Portfolio Shifts and Silicon Valley Inclinations

Mr. Thiel’s management of the Thiel Macro fund, amounting to some $74 million, has recently undergone adjustments which, whilst not dramatic, are worthy of consideration. A divestment of holdings in both Nvidia and Tesla – the latter reduced, rather than entirely abandoned – suggests a reassessment of their relative merits. It is a truth universally acknowledged, that a fund manager in possession of a good fortune, must be in want of judicious repositioning. The acquisition of shares in Apple and Microsoft, however, indicates a preference for establishments of a more… established character.

Private Credit: A Gathering Storm

Gundlach, the Bond King, called some of these loans “garbage.” Garbage. He’s seen a few cycles. Dimon, over at Goldman, figured the lending standards were getting soft. Lenient. Like a bartender giving away free drinks. He expects issues if things turn south. And they always do, eventually.

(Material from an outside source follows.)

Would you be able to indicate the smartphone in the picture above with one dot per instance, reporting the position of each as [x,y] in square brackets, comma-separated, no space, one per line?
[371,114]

The Vanishing Treasury: A Portfolio’s Ephemeral Cache

The transaction, documented in a filing of January 29th, reveals a shifting of sands, a re-arrangement of pieces within the larger game. The fund’s weight within the portfolio, once a noticeable 2.48%, has now dwindled to a mere 0.07% – a ratio akin to a single volume lost within the boundless stacks of the Library of Babel. One might speculate on the motives of the custodians of this wealth, but the market, as always, offers only echoes, not answers.